A scenario in which Western sanctions make matters worse could transpire if the Kremlin feels that, in order for sanctions to be removed, it must escalate tensions elsewhere in Europe — whether through saber-rattling in the Baltics or threatening to cut off gas to European markets. Regardless of veracity, Russian leaders may perceive that further destabilizing behavior elsewhere in Europe may ironically give Moscow the leverage it needs to force the West to remove sanctions once a pro-Russia government is set up in Kyiv or the conflict in Ukraine becomes even more deadlocked than it already is.

If the new sanctions persist indefinitely, there could be long-term strategic repercussions, as it would represent a significant first step in isolating the Russian economy from that of the West.
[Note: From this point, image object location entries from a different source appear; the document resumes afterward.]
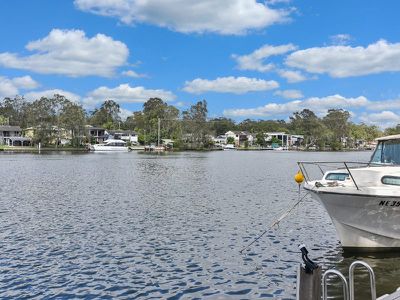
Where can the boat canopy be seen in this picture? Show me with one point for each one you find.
(387, 151)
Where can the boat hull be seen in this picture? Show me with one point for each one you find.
(363, 221)
(101, 148)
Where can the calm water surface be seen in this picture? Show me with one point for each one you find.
(130, 225)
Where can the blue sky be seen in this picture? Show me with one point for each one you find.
(247, 58)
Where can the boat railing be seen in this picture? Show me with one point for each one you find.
(348, 288)
(323, 166)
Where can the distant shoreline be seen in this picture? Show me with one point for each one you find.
(7, 149)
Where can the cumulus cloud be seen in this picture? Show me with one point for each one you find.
(223, 16)
(292, 76)
(235, 85)
(71, 53)
(289, 94)
(255, 60)
(124, 93)
(317, 104)
(32, 96)
(340, 39)
(10, 87)
(125, 113)
(133, 74)
(346, 61)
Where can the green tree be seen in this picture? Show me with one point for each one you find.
(307, 123)
(195, 125)
(221, 125)
(15, 110)
(337, 120)
(72, 117)
(107, 115)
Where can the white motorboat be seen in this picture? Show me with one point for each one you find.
(229, 147)
(363, 200)
(110, 145)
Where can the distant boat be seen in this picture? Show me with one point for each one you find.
(110, 145)
(229, 147)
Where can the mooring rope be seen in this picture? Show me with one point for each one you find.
(276, 222)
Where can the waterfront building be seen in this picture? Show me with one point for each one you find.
(287, 140)
(240, 137)
(96, 134)
(12, 136)
(125, 135)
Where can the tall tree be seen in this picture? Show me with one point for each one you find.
(195, 125)
(337, 120)
(107, 115)
(15, 110)
(307, 123)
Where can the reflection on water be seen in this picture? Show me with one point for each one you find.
(131, 225)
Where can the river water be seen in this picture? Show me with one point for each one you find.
(137, 226)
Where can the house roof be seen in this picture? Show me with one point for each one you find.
(389, 137)
(9, 128)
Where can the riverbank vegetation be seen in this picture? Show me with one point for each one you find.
(190, 129)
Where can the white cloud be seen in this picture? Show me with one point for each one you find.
(290, 94)
(223, 16)
(382, 119)
(11, 87)
(25, 82)
(255, 60)
(274, 2)
(125, 113)
(124, 93)
(131, 73)
(235, 85)
(71, 53)
(292, 76)
(32, 96)
(340, 39)
(346, 61)
(316, 104)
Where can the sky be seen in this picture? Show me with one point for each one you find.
(246, 58)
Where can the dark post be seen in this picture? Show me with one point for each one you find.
(308, 278)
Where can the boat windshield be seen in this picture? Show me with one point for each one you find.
(387, 152)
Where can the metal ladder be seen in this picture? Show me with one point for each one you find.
(348, 289)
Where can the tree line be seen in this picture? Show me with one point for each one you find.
(190, 129)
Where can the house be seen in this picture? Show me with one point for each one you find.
(96, 134)
(240, 137)
(220, 140)
(12, 136)
(125, 135)
(287, 140)
(55, 135)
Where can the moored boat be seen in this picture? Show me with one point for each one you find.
(363, 200)
(110, 145)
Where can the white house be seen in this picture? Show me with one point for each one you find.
(240, 137)
(220, 140)
(12, 136)
(287, 140)
(125, 135)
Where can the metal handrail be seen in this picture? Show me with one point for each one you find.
(325, 284)
(371, 278)
(303, 168)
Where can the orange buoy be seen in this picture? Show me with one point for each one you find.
(299, 177)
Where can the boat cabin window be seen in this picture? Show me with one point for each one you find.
(337, 176)
(392, 180)
(387, 152)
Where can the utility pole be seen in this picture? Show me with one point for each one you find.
(158, 133)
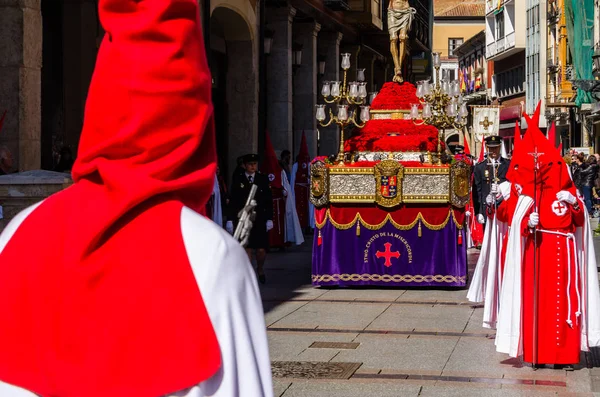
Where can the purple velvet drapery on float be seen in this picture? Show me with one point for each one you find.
(390, 257)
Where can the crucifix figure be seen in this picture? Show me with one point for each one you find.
(400, 16)
(486, 123)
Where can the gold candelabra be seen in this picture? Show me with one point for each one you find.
(442, 105)
(348, 97)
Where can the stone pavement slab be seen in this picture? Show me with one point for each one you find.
(400, 354)
(350, 389)
(412, 341)
(288, 346)
(362, 294)
(466, 391)
(275, 312)
(333, 315)
(434, 295)
(423, 318)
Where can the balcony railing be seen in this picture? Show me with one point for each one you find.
(501, 45)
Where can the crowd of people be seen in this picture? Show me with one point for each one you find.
(586, 177)
(282, 201)
(536, 272)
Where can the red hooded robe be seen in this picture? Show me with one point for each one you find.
(273, 170)
(558, 341)
(107, 303)
(300, 187)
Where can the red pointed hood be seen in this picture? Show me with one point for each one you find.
(270, 165)
(512, 174)
(466, 145)
(482, 153)
(303, 155)
(303, 162)
(552, 172)
(107, 303)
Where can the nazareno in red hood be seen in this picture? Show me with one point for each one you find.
(97, 296)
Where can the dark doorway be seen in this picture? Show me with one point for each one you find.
(218, 67)
(52, 83)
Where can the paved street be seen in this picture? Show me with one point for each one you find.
(392, 342)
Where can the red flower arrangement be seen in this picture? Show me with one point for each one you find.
(393, 136)
(395, 96)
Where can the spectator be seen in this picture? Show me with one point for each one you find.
(577, 167)
(588, 175)
(285, 158)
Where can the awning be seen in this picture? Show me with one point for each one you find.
(510, 113)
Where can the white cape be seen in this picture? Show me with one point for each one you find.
(485, 285)
(293, 231)
(311, 207)
(217, 215)
(232, 298)
(508, 336)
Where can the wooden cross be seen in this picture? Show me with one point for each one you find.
(536, 155)
(486, 123)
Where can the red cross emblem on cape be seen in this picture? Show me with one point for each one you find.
(387, 254)
(389, 186)
(559, 208)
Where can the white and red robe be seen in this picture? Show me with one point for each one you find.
(232, 299)
(567, 285)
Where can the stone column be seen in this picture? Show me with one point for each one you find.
(81, 37)
(279, 78)
(242, 100)
(305, 88)
(20, 81)
(329, 44)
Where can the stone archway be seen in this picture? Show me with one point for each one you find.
(235, 93)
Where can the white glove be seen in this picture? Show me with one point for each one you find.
(504, 190)
(494, 188)
(534, 219)
(566, 197)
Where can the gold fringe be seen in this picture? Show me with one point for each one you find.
(419, 219)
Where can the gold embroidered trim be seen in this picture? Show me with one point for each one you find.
(388, 278)
(388, 218)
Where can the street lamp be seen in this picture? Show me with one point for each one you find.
(596, 61)
(321, 59)
(296, 54)
(347, 97)
(442, 105)
(268, 40)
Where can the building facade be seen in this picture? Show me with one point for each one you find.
(454, 23)
(474, 78)
(505, 29)
(268, 59)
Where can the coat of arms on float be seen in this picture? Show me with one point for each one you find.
(388, 180)
(319, 184)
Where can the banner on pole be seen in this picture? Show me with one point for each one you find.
(486, 121)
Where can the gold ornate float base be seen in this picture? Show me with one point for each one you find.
(389, 184)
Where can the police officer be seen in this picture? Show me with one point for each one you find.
(488, 175)
(240, 189)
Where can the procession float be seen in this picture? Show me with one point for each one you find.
(390, 208)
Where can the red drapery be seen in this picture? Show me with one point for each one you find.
(433, 217)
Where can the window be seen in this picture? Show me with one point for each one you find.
(511, 82)
(499, 26)
(454, 43)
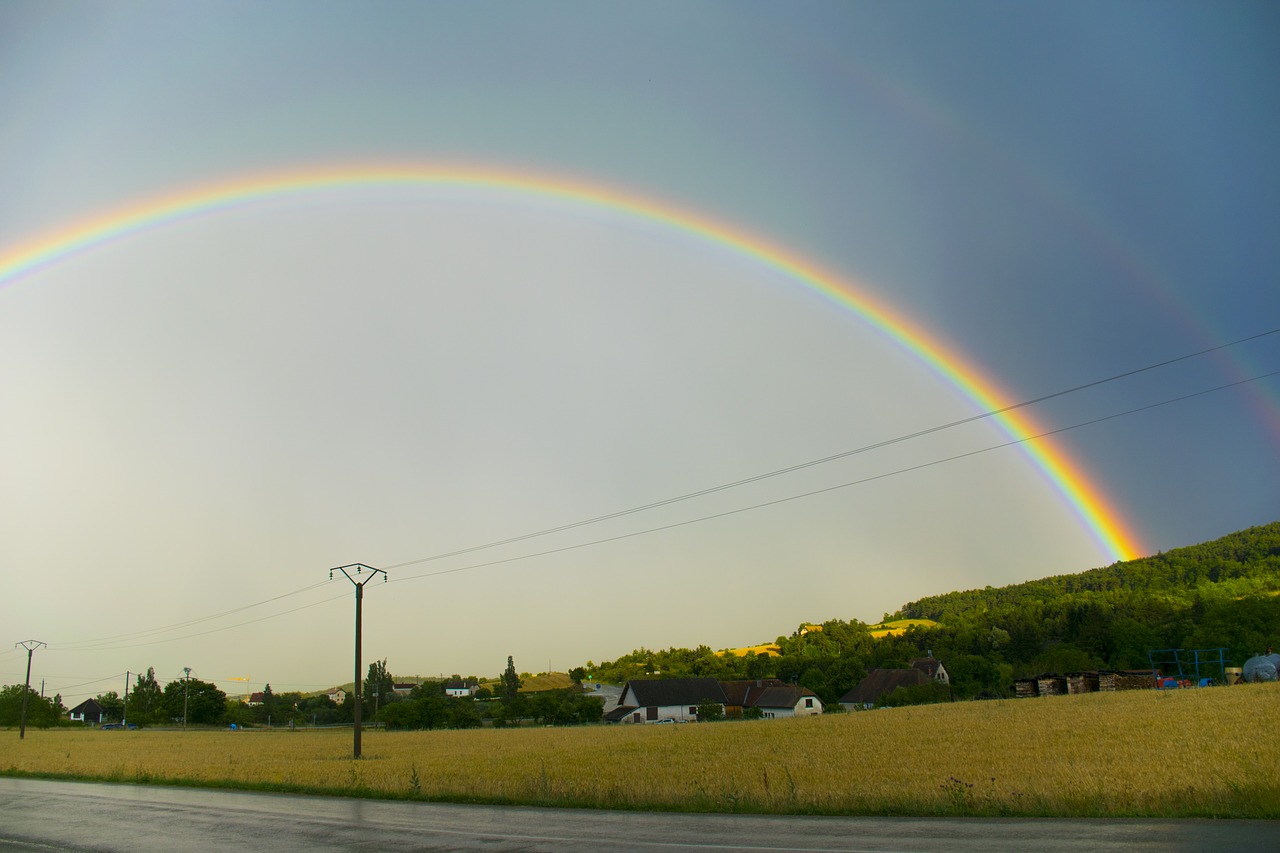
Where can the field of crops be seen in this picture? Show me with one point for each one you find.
(1210, 752)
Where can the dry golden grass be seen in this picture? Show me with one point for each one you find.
(1207, 752)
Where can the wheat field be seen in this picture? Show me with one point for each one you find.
(1207, 752)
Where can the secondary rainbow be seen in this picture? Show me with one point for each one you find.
(1084, 500)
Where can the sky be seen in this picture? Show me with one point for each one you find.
(615, 255)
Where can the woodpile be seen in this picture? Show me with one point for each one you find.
(1125, 680)
(1082, 683)
(1051, 684)
(1074, 683)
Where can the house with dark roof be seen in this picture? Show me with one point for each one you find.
(460, 688)
(880, 683)
(659, 699)
(87, 711)
(773, 697)
(932, 667)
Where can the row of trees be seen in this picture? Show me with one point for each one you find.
(428, 706)
(1219, 594)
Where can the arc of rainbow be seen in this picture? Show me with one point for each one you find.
(1068, 479)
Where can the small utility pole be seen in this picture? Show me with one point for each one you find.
(360, 596)
(31, 646)
(186, 689)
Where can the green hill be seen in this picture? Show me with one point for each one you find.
(1217, 594)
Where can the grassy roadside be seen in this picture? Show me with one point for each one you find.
(1182, 753)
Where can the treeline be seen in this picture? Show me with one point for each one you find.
(428, 706)
(1219, 594)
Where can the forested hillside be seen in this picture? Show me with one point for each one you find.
(1221, 593)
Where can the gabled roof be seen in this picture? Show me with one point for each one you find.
(764, 693)
(739, 692)
(927, 665)
(667, 692)
(620, 712)
(881, 682)
(778, 696)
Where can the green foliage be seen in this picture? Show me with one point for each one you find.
(41, 712)
(145, 703)
(510, 682)
(711, 711)
(1216, 594)
(379, 688)
(113, 706)
(205, 703)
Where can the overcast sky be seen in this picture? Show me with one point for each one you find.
(201, 418)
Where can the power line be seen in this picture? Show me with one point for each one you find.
(835, 488)
(126, 641)
(833, 457)
(100, 643)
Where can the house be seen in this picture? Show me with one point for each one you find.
(772, 697)
(658, 699)
(932, 667)
(460, 688)
(87, 711)
(880, 683)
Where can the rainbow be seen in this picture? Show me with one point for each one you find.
(1084, 500)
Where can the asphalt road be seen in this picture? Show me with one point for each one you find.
(39, 815)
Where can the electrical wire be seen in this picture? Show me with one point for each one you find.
(831, 459)
(126, 641)
(833, 488)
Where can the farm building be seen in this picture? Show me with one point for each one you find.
(458, 688)
(880, 683)
(87, 711)
(772, 697)
(932, 667)
(657, 699)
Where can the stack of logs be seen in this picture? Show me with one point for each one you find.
(1073, 683)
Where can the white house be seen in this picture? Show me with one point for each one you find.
(932, 667)
(659, 699)
(87, 711)
(772, 697)
(460, 688)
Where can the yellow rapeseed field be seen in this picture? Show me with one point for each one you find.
(1208, 752)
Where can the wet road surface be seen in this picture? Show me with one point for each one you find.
(37, 815)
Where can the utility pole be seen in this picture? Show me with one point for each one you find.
(186, 689)
(31, 646)
(360, 596)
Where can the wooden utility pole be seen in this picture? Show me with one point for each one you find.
(360, 596)
(31, 646)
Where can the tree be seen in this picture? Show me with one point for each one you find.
(711, 711)
(511, 682)
(113, 706)
(379, 688)
(205, 703)
(146, 701)
(41, 712)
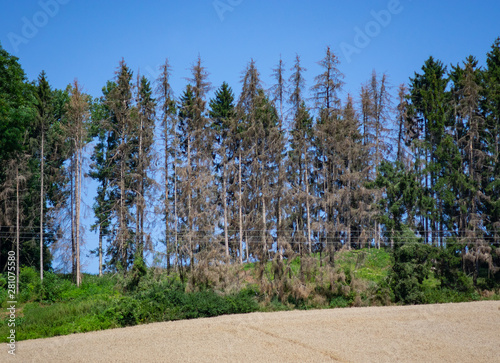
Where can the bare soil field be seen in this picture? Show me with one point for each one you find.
(466, 332)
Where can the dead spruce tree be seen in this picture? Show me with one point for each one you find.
(168, 112)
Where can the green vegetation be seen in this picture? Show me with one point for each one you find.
(410, 274)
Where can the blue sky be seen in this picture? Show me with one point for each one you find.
(86, 39)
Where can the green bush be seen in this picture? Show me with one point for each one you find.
(412, 264)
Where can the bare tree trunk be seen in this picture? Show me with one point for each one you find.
(42, 199)
(100, 251)
(167, 251)
(77, 207)
(240, 211)
(190, 225)
(17, 230)
(72, 212)
(175, 219)
(226, 238)
(264, 231)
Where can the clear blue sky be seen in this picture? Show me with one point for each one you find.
(87, 39)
This would thereby result in Moscow, Beijing, and other non-Western countries accelerating efforts to create alternatives to the Western-led and developed financial system that can give Western sanctions so much bite. Such an outcome risks Russia becoming more insular and resulting in a turn to neo-Cold War dynamics where economic relations between Russia and the West are reduced substantially, leading to more hostility on numerous friction points.

It will also force Russia to become more dependent on China as a partner. Although recent media attention has focused on Moscow and Beijing’s apparently budding ties, China has incentives to not fully embrace Russia. Given that Russia needs China more than the reverse, China may initially respond by keeping Russia at an arm's length in order to avoid disrupting its own economic relationship with Western countries. But even if it doesn’t more closely align with Russia, China could still view an aggressive sanctions package from the West as a sign of possible risks in the event of future conflict in Taiwan or the South China Sea. As a result, Beijing would likely only increase its efforts to create international financial mechanisms globally that could operate regardless of U.S. sanctions policy and limit the extraterritorial impact of Western sanctions on its non-Western trading partners. 

As questions remain about the long-term impact of new sanctions on China and Russia’s relationships with each other and with the West, so will the strategic risk that Western countries incur by going down the sanctions path. Western sanctions strategies have long been criticized for being strategically ineffective in achieving their objectives. And that strategy will face the most significant test yet if Russia invades Ukraine.